“Material affluence, and the anxiety (and feelings of precarity) that surround that affluence, in the modern Orthodox world are not specific phenomena of a particular religious subgroup”
To understand modern Orthodoxy, we must view “Orthodoxy” within its larger social, economic, and cultural contexts.
For example, if you read modern Orthodox Jews’ disinvestment from American citizenship as being, at best, a manifestation of a centuries-old relationship of Jewish ambivalence toward the society around it, and, at worst, hostility toward that society, we miss that mid-to-late-20th-century patterns of suburbanization and sorting—patterns that we share with other upper-class white Americans—do a better job explaining our reactions to the world around us than our great-great-grandparents’ feelings about the czar. Material affluence, and the anxiety (and feelings of precarity) that surround that affluence, in the modern Orthodox world are not specific phenomena of a particular religious subgroup. Except for larger family size, we are precisely mirroring the socio-economic concerns and anxieties of the societal stratum into which we fit.

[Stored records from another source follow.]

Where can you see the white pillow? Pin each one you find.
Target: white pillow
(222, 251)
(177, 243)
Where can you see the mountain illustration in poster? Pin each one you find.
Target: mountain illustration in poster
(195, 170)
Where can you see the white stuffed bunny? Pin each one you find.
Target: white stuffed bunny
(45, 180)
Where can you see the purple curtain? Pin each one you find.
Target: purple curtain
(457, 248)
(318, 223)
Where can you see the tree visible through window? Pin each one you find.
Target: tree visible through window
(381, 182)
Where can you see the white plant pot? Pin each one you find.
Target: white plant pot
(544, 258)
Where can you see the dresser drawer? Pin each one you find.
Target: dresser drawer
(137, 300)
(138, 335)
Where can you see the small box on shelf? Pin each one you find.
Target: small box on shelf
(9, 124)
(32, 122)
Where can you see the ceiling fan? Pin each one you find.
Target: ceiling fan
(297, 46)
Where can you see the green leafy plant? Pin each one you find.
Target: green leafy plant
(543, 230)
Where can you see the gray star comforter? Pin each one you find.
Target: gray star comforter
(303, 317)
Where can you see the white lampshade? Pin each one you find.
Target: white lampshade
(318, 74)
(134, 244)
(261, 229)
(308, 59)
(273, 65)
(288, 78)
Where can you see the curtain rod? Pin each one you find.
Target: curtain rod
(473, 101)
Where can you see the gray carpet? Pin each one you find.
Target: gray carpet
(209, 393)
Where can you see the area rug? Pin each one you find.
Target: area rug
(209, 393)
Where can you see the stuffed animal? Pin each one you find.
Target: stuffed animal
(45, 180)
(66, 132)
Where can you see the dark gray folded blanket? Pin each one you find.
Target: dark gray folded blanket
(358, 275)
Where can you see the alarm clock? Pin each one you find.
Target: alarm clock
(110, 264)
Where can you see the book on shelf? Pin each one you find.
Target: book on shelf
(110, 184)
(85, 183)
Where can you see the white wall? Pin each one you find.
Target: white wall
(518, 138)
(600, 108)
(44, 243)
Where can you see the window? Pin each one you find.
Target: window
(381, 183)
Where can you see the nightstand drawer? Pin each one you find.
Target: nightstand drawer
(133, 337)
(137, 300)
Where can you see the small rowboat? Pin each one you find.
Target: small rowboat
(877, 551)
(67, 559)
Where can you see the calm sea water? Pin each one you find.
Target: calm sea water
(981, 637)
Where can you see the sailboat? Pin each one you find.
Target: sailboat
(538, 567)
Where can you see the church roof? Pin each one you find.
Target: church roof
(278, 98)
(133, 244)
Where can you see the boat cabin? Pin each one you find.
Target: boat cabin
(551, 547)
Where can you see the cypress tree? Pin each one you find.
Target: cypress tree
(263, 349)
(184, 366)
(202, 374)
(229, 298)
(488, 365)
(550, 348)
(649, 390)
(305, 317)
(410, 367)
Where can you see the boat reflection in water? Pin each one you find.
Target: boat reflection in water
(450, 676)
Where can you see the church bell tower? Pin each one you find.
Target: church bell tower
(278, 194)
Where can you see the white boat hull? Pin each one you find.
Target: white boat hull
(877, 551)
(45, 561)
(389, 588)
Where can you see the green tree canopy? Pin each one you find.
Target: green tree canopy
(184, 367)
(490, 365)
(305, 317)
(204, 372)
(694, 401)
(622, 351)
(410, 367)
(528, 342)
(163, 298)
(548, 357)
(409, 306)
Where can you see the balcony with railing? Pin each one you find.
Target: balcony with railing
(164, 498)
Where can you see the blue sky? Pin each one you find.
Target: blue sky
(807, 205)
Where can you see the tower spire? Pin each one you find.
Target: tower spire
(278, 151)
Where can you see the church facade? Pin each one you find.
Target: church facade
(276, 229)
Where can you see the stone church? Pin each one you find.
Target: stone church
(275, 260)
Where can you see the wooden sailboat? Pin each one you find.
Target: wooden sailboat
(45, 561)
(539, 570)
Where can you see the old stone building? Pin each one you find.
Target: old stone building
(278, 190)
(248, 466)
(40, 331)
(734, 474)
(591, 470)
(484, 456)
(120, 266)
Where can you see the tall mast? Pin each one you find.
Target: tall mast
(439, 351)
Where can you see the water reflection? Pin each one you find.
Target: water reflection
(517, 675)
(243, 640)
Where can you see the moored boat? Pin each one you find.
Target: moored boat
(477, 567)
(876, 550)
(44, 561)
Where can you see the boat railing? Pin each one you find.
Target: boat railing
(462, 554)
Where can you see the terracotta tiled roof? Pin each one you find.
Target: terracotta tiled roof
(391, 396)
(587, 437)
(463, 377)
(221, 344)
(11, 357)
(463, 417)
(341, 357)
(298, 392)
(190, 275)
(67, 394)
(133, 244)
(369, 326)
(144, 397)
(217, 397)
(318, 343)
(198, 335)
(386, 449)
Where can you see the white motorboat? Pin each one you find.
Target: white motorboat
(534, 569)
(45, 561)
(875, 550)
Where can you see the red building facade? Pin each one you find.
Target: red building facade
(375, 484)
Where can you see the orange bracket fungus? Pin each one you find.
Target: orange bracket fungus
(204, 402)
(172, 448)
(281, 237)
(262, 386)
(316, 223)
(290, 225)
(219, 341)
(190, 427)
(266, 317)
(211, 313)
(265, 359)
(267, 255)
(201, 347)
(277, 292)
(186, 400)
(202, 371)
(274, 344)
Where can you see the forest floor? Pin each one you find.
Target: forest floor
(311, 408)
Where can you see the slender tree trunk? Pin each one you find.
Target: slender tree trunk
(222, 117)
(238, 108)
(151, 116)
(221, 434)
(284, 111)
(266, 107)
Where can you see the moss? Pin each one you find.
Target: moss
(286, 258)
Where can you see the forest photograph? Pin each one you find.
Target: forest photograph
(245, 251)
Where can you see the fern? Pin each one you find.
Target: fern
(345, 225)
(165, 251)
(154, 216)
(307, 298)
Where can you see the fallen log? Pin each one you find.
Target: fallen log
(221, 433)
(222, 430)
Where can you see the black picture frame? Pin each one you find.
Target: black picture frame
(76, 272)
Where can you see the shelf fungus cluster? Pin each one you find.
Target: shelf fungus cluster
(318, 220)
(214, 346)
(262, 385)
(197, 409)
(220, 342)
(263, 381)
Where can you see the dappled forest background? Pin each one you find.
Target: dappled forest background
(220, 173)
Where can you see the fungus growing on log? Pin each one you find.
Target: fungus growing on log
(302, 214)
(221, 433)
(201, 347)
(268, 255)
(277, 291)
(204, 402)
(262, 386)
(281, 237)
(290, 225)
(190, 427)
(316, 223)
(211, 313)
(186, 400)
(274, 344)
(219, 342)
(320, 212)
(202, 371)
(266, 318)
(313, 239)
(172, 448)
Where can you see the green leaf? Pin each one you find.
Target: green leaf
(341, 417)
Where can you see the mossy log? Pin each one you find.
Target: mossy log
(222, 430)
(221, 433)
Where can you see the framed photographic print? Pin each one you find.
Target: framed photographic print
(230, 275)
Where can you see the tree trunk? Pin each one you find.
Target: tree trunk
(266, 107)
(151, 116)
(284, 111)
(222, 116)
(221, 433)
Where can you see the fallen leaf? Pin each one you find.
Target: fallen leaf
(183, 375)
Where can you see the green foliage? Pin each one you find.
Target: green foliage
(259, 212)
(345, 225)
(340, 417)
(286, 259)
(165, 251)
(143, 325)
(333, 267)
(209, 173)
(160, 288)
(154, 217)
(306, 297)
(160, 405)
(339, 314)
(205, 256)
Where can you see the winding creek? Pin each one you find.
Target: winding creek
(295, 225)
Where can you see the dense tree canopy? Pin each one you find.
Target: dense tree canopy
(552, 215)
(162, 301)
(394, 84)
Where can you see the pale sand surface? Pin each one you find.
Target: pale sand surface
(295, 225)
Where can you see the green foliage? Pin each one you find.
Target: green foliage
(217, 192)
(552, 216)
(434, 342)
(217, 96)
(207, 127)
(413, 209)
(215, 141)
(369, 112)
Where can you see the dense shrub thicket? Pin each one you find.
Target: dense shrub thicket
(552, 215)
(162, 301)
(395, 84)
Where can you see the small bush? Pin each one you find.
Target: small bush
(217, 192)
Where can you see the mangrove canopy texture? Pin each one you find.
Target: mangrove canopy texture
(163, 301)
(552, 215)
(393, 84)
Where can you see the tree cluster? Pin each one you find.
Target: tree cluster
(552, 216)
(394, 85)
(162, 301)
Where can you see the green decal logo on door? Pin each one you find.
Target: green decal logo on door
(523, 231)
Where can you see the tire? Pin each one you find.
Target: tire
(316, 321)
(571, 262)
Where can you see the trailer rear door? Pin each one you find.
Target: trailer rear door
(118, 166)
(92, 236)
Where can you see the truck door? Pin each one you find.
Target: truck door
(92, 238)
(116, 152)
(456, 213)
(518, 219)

Take, in particular, the tuition crisis. Observers of the community, both from within and without, cast this as the greatest challenge and threat facing our community. Fully cognizant of how dangerous it is for someone whose salary is paid by parents’ tuition dollars to wade into this, I nevertheless challenge this way of looking at the problem. Yeshiva tuition doesn’t have to cost over $30,000 a year. We know, because in the Haredi world, it doesn’t. The further one goes to the right, the lower tuition tends to be. And while one can point to ultra-Orthodox schools with tuitions of $4,000 and no general studies education, one can also find schools whose tuitions are a third or a half that of modern Orthodox schools, but which provide a sound basic education that adequately prepares students for college. This is not advocating for the Haredi system as much as suggesting that the economics of day schools’ education is not a necessary or inevitable product of a modern Orthodoxy lifestyle.
But modern Orthodoxy doesn’t only want a sound basic education. It wants the full range of academic and co-curricular opportunities that will enrich their children’s lives and get them accepted to the most competitive colleges. It wants the full range of support from school psychologists and learning specialists, so that students with a variety of needs can be supported in our institutions. It wants its students to be engaged meaningfully in their lives as Jews—not only in stimulating classes but with personal connections to teachers, in chagigot and Shabbatonim, in programming outside and around and on top of the school day. We want Horace Mann plus a geshmak (love) for Yiddishkeit.